Measure plasma desmosterol to monitor brain cholesterol synthesis in statin users
Dayspring describes a 2015 study showing that low CSF and plasma desmosterol correlate with Alzheimer's disease. Because statins all enter the brain at steady state (hydrophilic statins like rosuvastatin still penetrate, albeit more slowly), they can suppress cholesterol synthesis there. Attia has previously discussed that most RCTs show statins have neutral or slightly positive effects on cognition, but a minority of patients experience reversible 'brain fog.' Desmosterol monitoring offers a way to personalize therapy: if desmosterol is very low, one could switch to a non-statin apoB-lowering agent (ezetimibe, bempedoic acid, PCSK9 inhibitor) that cannot cross the BBB, thereby preserving brain cholesterol synthesis while maintaining cardiovascular protection.
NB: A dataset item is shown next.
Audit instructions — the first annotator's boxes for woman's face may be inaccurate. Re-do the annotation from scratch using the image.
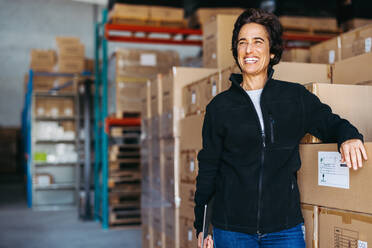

Statins inhibit HMG-CoA reductase upstream of both lathosterol and desmosterol pathways. The brain's reliance on the desmosterol pathway means plasma desmosterol is a surrogate for brain synthesis. If desmosterol drops dramatically, it reflects reduced astrocyte cholesterol output, potentially depriving neurons of the cholesterol needed for membrane integrity and synaptic function.
If we are administering statins to our patients, even the E4 patients on the hope that we are going to help the lessen their incidence of Alzheimer disease, maybe keeping an eye on plasma desmosterol sort of makes sense.